Limitations and advantages of functional MRI
Functional MRI is a new method available to behavioural neuroscientists to help study
the brain. Although there are different fMRI methods, they all involve a change in
blood flow to achieve a change in signal contrast. The change in blood flow is coupled
to an increase or decrease in brain metabolism. Consequently, from the onset of a
stimulus, there is a temporal delay of 2–3 s (54) for BOLD and CBF contrast and even
longer for CBV contrast. To achieve a statistically reliable change in signal following
a stimulus, it is necessary to average multiple data acquisitions collected over 1–2
min. Imaging contrast that depends on haemodynamic changes will never achieve the
temporal resolution of electrophysiology. Therefore, it is not possible to image the
initial activation of a behavioural neural circuit in real time. Instead, you are
left with a ‘haemodynamic finger print’ of the stimulus response a few minutes after
its onset.
Spatial resolution in fMRI is a function of field strength and the radiofrequency
electronics. A majority of the data thus far reported in animal studies ranging from
mice to monkeys, employed a 64 × 64 matrix with an in-plane resolution of 400–500
µm2. When overlaid into a segmented atlas with a resolution of 50–100 µm2, it is possible
to see patterns of activation associated with many nuclear areas. However, a clear
delineation of discrete functional neuroanatomical subgroups, such as those described
in the amygdaloid complex (> 20 discrete areas), has not been realised in either animals
or humans. Indeed, fMRI is not capable of identifying functional changes in single
neurones in vivo. However, this spatial limitation is not perceived as a problem because
many neurones in discrete locations and of a similar phenotype behave as an ensemble
with a coordinated pattern of activation.
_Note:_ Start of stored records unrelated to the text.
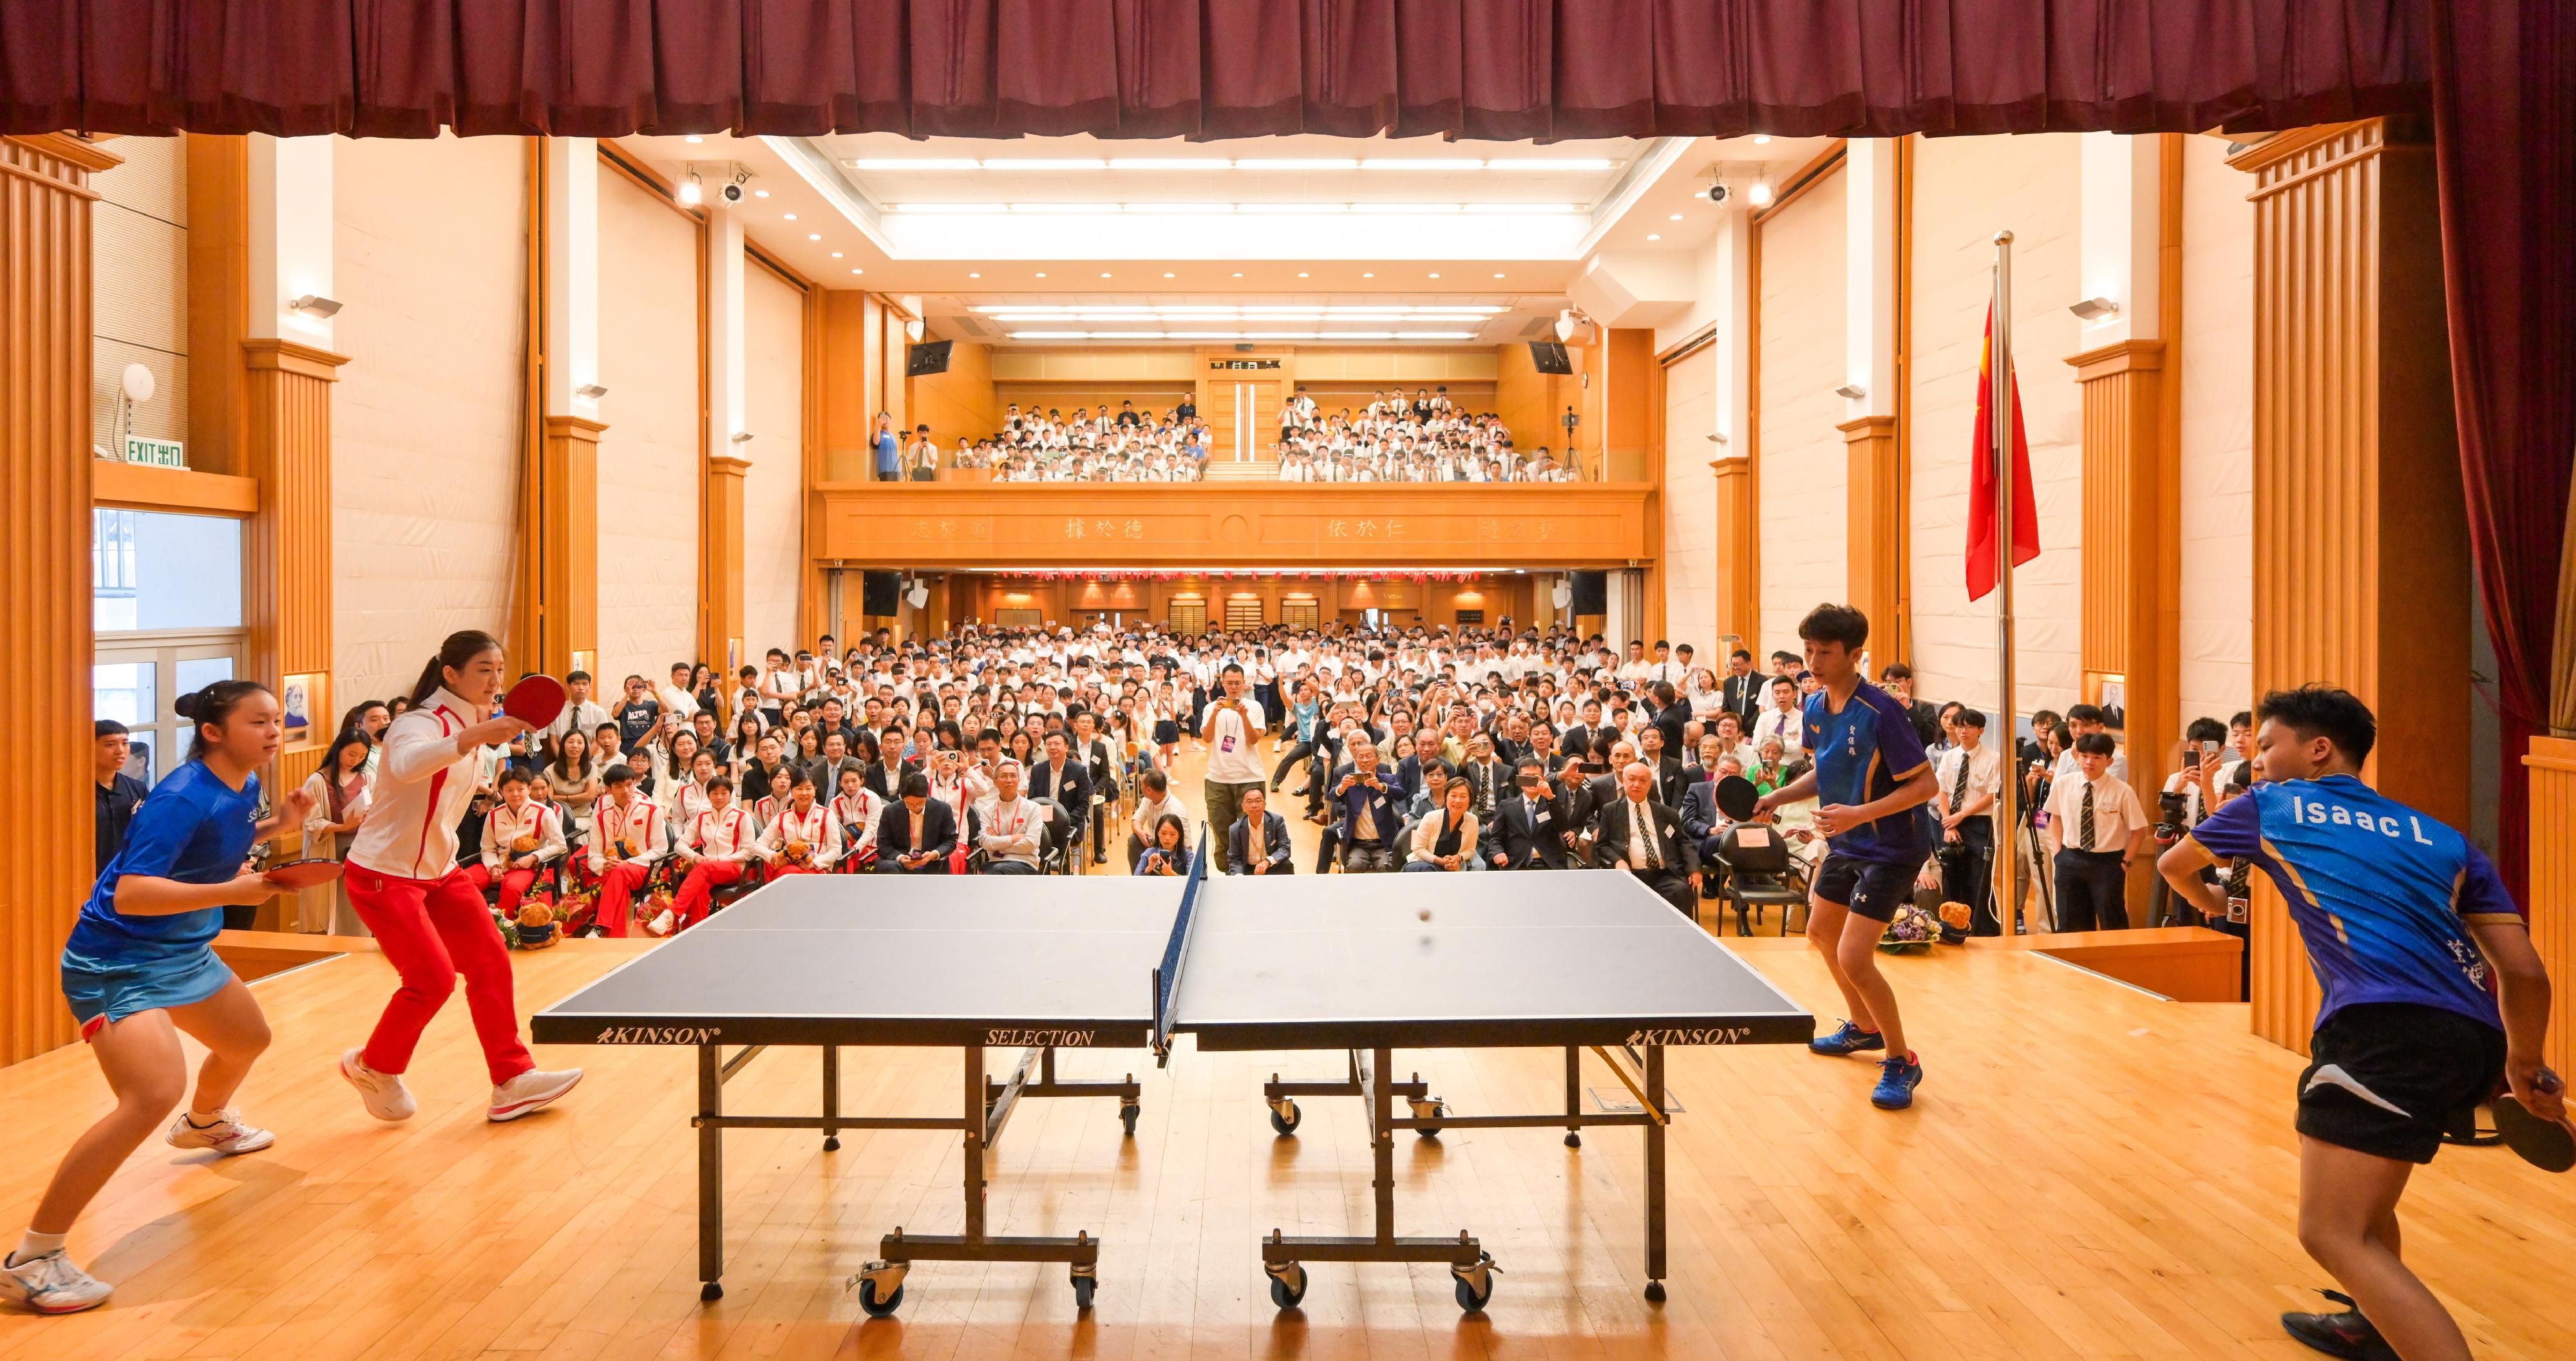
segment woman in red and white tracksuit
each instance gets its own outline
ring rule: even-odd
[[[465,881],[475,892],[501,886],[505,917],[519,915],[519,899],[564,855],[563,822],[554,809],[528,797],[529,778],[524,767],[502,768],[501,802],[483,816],[483,858],[465,867]]]
[[[841,858],[841,829],[832,810],[814,800],[814,777],[797,771],[790,777],[787,806],[760,829],[760,853],[769,861],[770,877],[783,874],[829,874]]]
[[[876,868],[877,819],[883,816],[885,800],[868,788],[867,777],[857,770],[843,770],[841,792],[832,800],[832,825],[841,829],[843,874],[864,874]]]
[[[608,769],[608,793],[590,809],[590,872],[599,880],[599,929],[618,940],[635,914],[635,895],[670,854],[662,806],[644,797],[632,769]]]
[[[367,1043],[340,1056],[340,1075],[379,1120],[416,1109],[403,1071],[429,1018],[465,978],[465,1005],[492,1077],[493,1120],[516,1120],[573,1089],[581,1070],[544,1072],[519,1042],[510,954],[483,894],[456,863],[456,826],[473,802],[482,749],[528,725],[487,717],[501,693],[501,644],[451,633],[422,668],[412,707],[385,729],[375,805],[349,848],[349,905],[374,932],[402,986]]]
[[[671,910],[645,926],[654,935],[673,929],[674,921],[681,931],[705,921],[715,891],[742,882],[751,862],[761,858],[760,833],[752,826],[751,814],[733,801],[733,777],[709,777],[706,794],[707,806],[673,839],[672,853],[688,863],[689,874],[680,881]]]

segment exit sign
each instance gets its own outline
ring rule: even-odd
[[[1279,367],[1279,361],[1276,359],[1211,359],[1208,361],[1208,367],[1212,369],[1275,369]]]
[[[188,447],[174,439],[128,435],[125,437],[125,461],[148,463],[155,468],[184,468],[188,466]]]

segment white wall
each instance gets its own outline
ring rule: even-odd
[[[742,487],[747,660],[772,647],[796,648],[805,551],[805,295],[757,261],[745,261],[742,274],[743,428],[752,434]]]
[[[507,629],[526,166],[507,137],[333,151],[333,343],[349,362],[331,392],[331,702],[345,709],[409,686],[450,632]]]
[[[1747,643],[1756,656],[1796,650],[1807,611],[1850,598],[1850,463],[1834,395],[1845,381],[1843,199],[1837,169],[1760,228],[1762,636]]]
[[[2014,371],[2039,502],[2039,557],[2013,577],[2019,708],[2062,712],[2079,694],[2083,399],[2075,370],[2064,361],[2077,345],[2076,319],[2066,307],[2081,296],[2080,160],[2074,134],[1929,137],[1915,144],[1909,513],[1916,691],[1990,714],[1995,597],[1968,600],[1968,453],[1993,292],[1993,237],[2005,229],[2013,233]],[[1766,324],[1770,306],[1766,297]],[[1766,392],[1770,385],[1766,367]],[[1766,523],[1766,538],[1770,532]]]
[[[2182,719],[2254,688],[2254,178],[2183,139]]]
[[[666,679],[698,636],[697,230],[599,176],[599,667]],[[721,661],[722,658],[712,660]]]
[[[1664,368],[1664,636],[1703,663],[1717,645],[1717,354],[1703,345]]]

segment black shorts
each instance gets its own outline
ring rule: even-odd
[[[2429,1163],[2453,1117],[2504,1076],[2504,1032],[2411,1002],[2345,1007],[2317,1027],[2299,1074],[2299,1133]]]
[[[1816,897],[1840,903],[1854,916],[1892,922],[1898,908],[1914,901],[1914,868],[1828,851],[1825,867],[1816,871]]]

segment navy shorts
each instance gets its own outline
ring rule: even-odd
[[[2429,1163],[2454,1117],[2504,1078],[2504,1032],[2440,1007],[2359,1002],[2317,1027],[2299,1074],[2299,1133]]]
[[[1892,922],[1898,908],[1914,901],[1914,869],[1828,851],[1824,868],[1816,871],[1816,897],[1840,903],[1854,916]]]

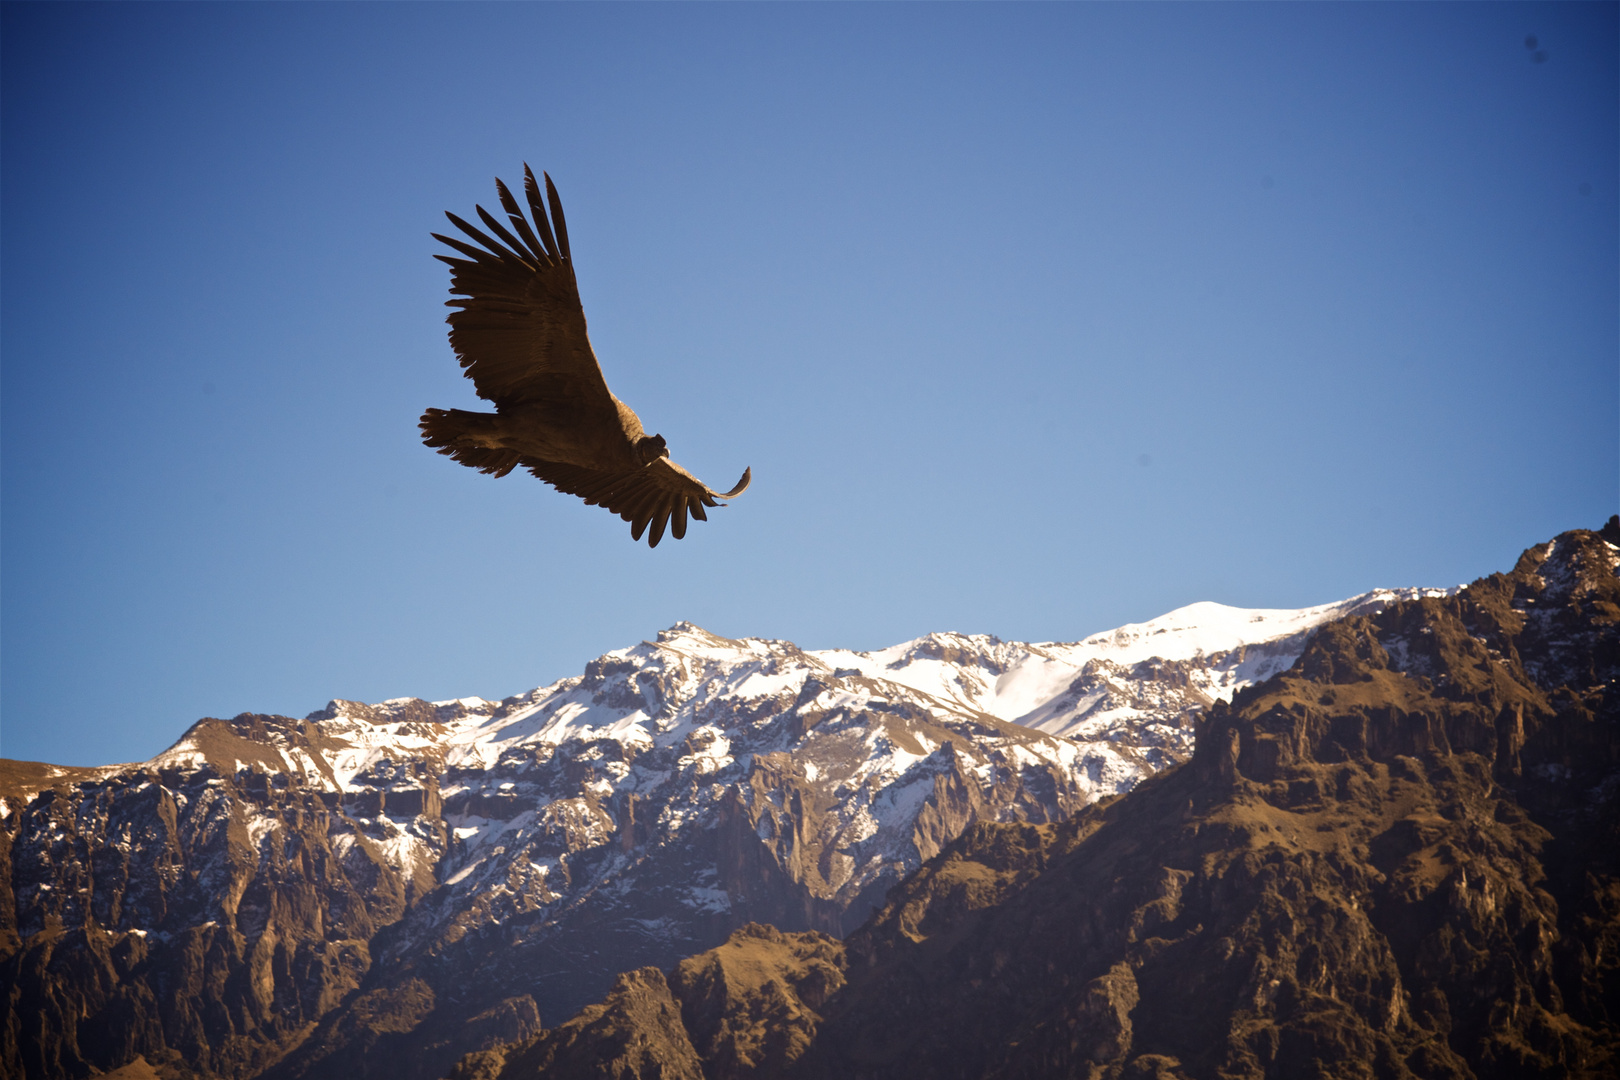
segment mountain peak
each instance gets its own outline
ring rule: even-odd
[[[735,649],[740,644],[731,638],[711,634],[697,623],[688,622],[685,619],[675,623],[668,630],[658,631],[657,643],[659,645],[691,645],[705,649]]]

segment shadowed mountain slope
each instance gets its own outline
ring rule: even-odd
[[[842,944],[746,928],[459,1076],[1613,1076],[1616,528],[1323,627],[1188,764],[971,826]]]

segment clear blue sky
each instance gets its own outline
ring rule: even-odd
[[[0,17],[7,757],[501,697],[679,619],[1455,584],[1620,502],[1612,4]],[[754,469],[682,542],[418,442],[476,407],[428,232],[524,161],[609,385]]]

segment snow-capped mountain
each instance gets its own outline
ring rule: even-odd
[[[6,763],[5,970],[42,1033],[7,1064],[440,1075],[751,920],[845,933],[973,822],[1061,819],[1184,760],[1200,710],[1316,626],[1449,591],[872,653],[681,623],[500,702],[334,701],[205,719],[135,765]],[[102,974],[50,989],[63,957]],[[202,1003],[160,1004],[185,987]]]
[[[1186,767],[974,826],[841,940],[626,971],[450,1080],[1610,1080],[1617,564],[1611,518],[1335,621]]]

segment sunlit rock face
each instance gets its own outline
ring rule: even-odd
[[[1419,594],[873,653],[682,623],[500,702],[6,762],[0,1053],[29,1076],[436,1076],[746,924],[842,936],[970,825],[1131,790],[1314,627]]]

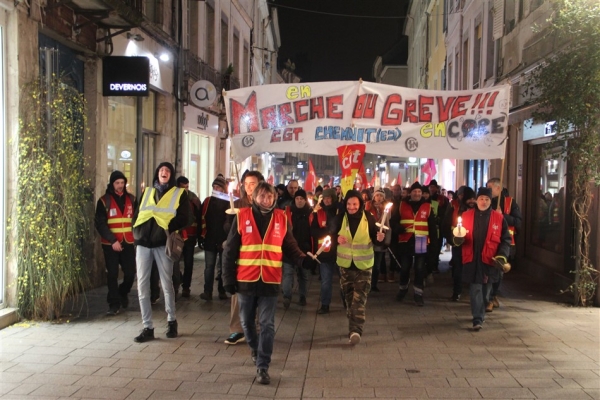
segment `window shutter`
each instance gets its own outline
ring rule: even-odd
[[[504,0],[494,0],[494,40],[502,37],[504,31]]]

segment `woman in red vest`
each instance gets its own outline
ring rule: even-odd
[[[491,205],[492,190],[480,187],[477,207],[462,214],[466,236],[453,238],[456,246],[462,246],[463,282],[470,285],[474,331],[483,327],[492,283],[500,279],[499,267],[507,263],[510,253],[508,224]]]

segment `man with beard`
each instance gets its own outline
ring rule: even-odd
[[[106,284],[108,286],[107,315],[116,315],[129,305],[129,292],[135,279],[135,248],[131,219],[137,207],[135,196],[125,191],[127,178],[121,171],[113,171],[104,196],[96,204],[96,230],[100,234]],[[123,283],[119,285],[119,264]]]
[[[439,233],[439,229],[442,226],[442,219],[444,219],[446,209],[448,208],[448,199],[440,193],[440,186],[435,179],[432,179],[431,182],[429,182],[428,189],[429,202],[431,203],[433,213],[435,214],[435,222]],[[438,234],[438,236],[440,235]],[[431,271],[436,274],[440,272],[440,253],[442,251],[443,242],[444,241],[440,238],[437,242],[437,247],[432,247],[430,250]]]
[[[425,278],[425,259],[428,247],[437,246],[437,224],[435,214],[431,211],[431,204],[427,203],[421,194],[419,182],[410,187],[410,197],[402,200],[398,212],[390,218],[392,239],[398,238],[396,258],[400,260],[400,286],[396,300],[402,301],[408,293],[410,270],[414,265],[415,281],[414,300],[419,307],[423,302],[423,289]]]
[[[462,214],[475,208],[477,201],[475,199],[475,191],[468,186],[461,186],[460,199],[452,200],[450,206],[446,210],[446,215],[442,221],[442,234],[446,237],[448,243],[452,243],[452,230],[458,225],[458,217]],[[462,294],[462,249],[458,246],[452,246],[452,297],[450,300],[459,301]]]
[[[260,182],[252,194],[252,207],[241,208],[233,220],[223,250],[223,284],[238,296],[240,319],[256,363],[256,381],[271,382],[269,364],[275,341],[275,310],[285,255],[298,267],[310,269],[314,261],[298,247],[283,210],[275,209],[275,188]],[[256,316],[260,333],[256,331]]]
[[[310,237],[309,218],[312,215],[312,208],[308,204],[306,192],[299,189],[294,198],[294,204],[285,208],[285,214],[289,226],[292,228],[294,239],[298,242],[298,247],[304,253],[311,251],[312,240]],[[283,307],[287,310],[292,302],[292,286],[294,285],[294,272],[298,275],[298,292],[300,295],[298,303],[301,306],[306,305],[306,294],[308,291],[309,271],[304,268],[298,268],[292,264],[292,260],[283,257],[283,277],[281,280],[281,290],[283,291]]]
[[[385,207],[387,203],[385,201],[385,194],[383,190],[378,190],[373,193],[373,200],[371,202],[371,210],[370,213],[375,218],[375,221],[382,221],[383,214],[385,212]],[[390,218],[389,212],[387,217],[383,220],[384,225],[389,225],[388,219]],[[388,246],[392,240],[392,230],[387,229],[384,231],[385,233],[385,241],[383,244],[374,243],[373,251],[375,252],[375,261],[373,262],[373,275],[371,276],[371,291],[379,292],[379,288],[377,287],[377,282],[387,282],[386,276],[386,265],[385,265],[385,252],[387,251]],[[383,277],[383,280],[379,280],[379,275]]]
[[[338,213],[337,194],[335,189],[323,190],[323,200],[315,205],[314,212],[310,217],[310,234],[313,237],[314,252],[321,247],[335,216]],[[337,243],[331,241],[329,247],[324,248],[319,255],[319,271],[321,273],[321,307],[319,314],[329,314],[331,304],[333,274],[337,269],[335,265]]]
[[[474,331],[483,327],[491,285],[500,279],[510,253],[508,224],[491,205],[492,190],[479,188],[477,208],[462,214],[466,236],[453,238],[453,243],[462,247],[463,282],[470,285]]]
[[[142,200],[133,215],[138,296],[144,330],[134,341],[154,339],[152,306],[150,304],[150,272],[156,261],[167,312],[167,337],[177,337],[175,317],[175,291],[173,289],[173,262],[167,257],[167,235],[189,224],[190,205],[185,189],[175,185],[175,168],[168,162],[158,165],[152,179],[153,185],[142,193]]]
[[[408,197],[408,194],[404,194],[405,189],[402,188],[402,186],[400,186],[399,184],[396,184],[394,186],[392,186],[392,209],[390,210],[390,221],[394,220],[394,221],[399,221],[400,220],[400,202],[402,201],[402,199],[405,199]],[[390,250],[394,253],[394,254],[398,254],[399,253],[399,249],[398,249],[399,243],[398,243],[398,235],[397,234],[392,234],[392,242],[390,243]],[[390,260],[392,261],[392,260]],[[385,261],[384,261],[385,262]],[[388,270],[388,276],[387,276],[387,281],[388,282],[394,282],[394,272],[397,271],[398,273],[400,272],[400,268],[398,266],[398,263],[394,260],[393,262],[390,262],[389,264],[389,270]]]
[[[346,300],[348,338],[350,344],[360,343],[365,324],[365,306],[371,290],[371,273],[375,254],[373,244],[382,244],[385,233],[378,232],[375,218],[365,211],[360,193],[348,190],[344,208],[335,217],[330,229],[331,240],[338,244],[337,264],[340,285]]]

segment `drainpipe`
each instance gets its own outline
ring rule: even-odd
[[[182,172],[181,159],[182,139],[183,139],[183,100],[182,100],[182,85],[183,85],[183,0],[177,2],[177,60],[175,62],[175,100],[177,101],[177,121],[175,128],[175,171]]]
With greater magnetic field strengths and
improved electronics becoming available in the future, it may be possible to parcel
out the functional activity of the many discrete nuclei that subdivide the major areas
of the brain.
Functional MRI has two features that distinguish it from other methods in behavioural
neuroscience research. First, it can be entirely noninvasive. No surgery is required
in preparation for imaging, and it is not necessary to euthanise the animal after
imaging. Animals can be acclimated to imaging procedures, minimising the stress. A
single animal can be imaged multiple times over the course of its natural life. Because
neuroadaptation is a developmental process critical to understanding behaviour, fMRI
functions as a window to the brain, enabling scientists to follow changes in brain
activity in response to factors such as age, environment, hormones, and drugs of abuse.
Second, fMRI has the spatial and temporal resolution to resolve patterns of neuronal
activity across the entire brain in less than a minute. Synchronised changes in neuronal
activity across multiple brain areas can be viewed as functional neuroanatomical circuits
coordinating the thoughts, memories and emotions for particular behaviours.